Anatomical Joint Constraint based INS/INS fusion for Indoor Position Estimation and Tracking
Gerald LaMountain, Mohsen Nabian, M.Veysi Yildiz, Amirreza Farnoosh, Pau Closas, Sarah Ostadabbas, Deniz Erdogmus, Taskin Padir, Northeastern University
The development of strapdown inertial navigation techniques and algorithms has vastly improved the number of applications in which inertial navigation technologies may be utilized by allowing inertial navigation systems to function in spite of many of the physical constraints of the systems into which they are included. In particular by using more robust and inexpensive inertial measurement unit (IMU) devices instead of gyrostabilized accelerometer systems, strapdown inertial navigation systems eliminate the problem of gimbal lock, effectively increasing the rotational freedom of the sensors that comprise the system, and by extension that of the components of the physical systems to which they may be attached. One particularly interesting example of such an application is in robotic and human indoor navigation, in which sensors must be attached to limbs and joints which may have a high freedom of motion resulting in the ability of the robotic or human body to execute complicated maneuvers and assume a wide variety of poses. In addition to the challenges inherent with working with a physical system which exhibits such rich kinematic behavior, the indoor aspect of these applications can result in intermittency or connection unreliability with global navigation satellite systems (GNSS), which are traditionally fused with dead reckoning inertial systems to correct for inertial bias and system unobservability in position estimation applications. This means that there can be relatively large periods of time in which position estimation solutions will be subject to divergence from the true position of the sensor.

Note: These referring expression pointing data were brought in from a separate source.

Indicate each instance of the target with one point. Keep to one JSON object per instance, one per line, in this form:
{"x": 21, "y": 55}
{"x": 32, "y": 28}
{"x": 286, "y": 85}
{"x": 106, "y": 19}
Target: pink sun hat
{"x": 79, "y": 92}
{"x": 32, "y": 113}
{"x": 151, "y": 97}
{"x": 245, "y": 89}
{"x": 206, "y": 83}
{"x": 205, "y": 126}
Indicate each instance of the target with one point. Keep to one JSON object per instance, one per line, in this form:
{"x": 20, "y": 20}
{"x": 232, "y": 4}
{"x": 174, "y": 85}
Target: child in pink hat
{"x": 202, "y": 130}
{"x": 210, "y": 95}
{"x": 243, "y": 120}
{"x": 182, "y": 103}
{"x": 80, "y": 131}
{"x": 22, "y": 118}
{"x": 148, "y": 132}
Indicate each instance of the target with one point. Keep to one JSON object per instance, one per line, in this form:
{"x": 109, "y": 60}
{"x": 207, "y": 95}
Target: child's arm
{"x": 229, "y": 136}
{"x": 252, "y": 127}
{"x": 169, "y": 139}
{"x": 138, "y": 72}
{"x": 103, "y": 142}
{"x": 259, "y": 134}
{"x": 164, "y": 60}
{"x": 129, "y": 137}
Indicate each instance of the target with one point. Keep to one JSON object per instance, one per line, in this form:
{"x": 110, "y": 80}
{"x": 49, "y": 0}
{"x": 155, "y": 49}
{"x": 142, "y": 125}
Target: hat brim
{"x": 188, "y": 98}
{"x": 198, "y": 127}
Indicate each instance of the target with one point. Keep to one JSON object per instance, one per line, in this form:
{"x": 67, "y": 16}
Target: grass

One possible approach to address these challenges is to make use of the fact that the dimensions and limitations of the physical system can be measured and known a priori. Limbs are of typically of fixed, measurable lengths, and joints are limited in the direction and distance in which they can rotate. We hypothesize that by applying constraints based on these known physical quantities and kinematic limitations of robot or human bodies to an algorithm based on traditional strapdown equations and techniques, the navigation solution are improved in terms of system accuracy and robustness to dropouts in GNSS position estimation. Several hybridization schemes can be possible, for which one can think of approaches conceptually similar to those from classic IMU fusion like loose or tight coupling. As a first approach to the general goal of optimally fusing body-mounted IMUs, this paper will develop the theory considering a pair of sensors that have generic physical constraints which relate their relative positions, velocities, and attitudes. We will discuss, through computer simulations, a variety of two-joint configurations featuring different constraints on the rotational freedom of each of the joints. This is a crucial step towards designing more general multi-IMU fusion algorithms, for which we will study two-joint configurations that are relevant also in the context of body constraints. Following this, we will test the application of these constraints to a particular physical toy case in which a double pendulum with IMU sensors attached to the body of each segment of the pendulum is suspended from a robotic (aerial) platform which is allowed to move freely in two or three dimensions. The objective is to show how optimal data fusion can be achieved to estimate the location of the platform by using measurements from the two IMUs. We will compare the performance of the constrained solution for each of the two sensors under GNSS and GNSS dropout conditions to those computed without application of those constraints.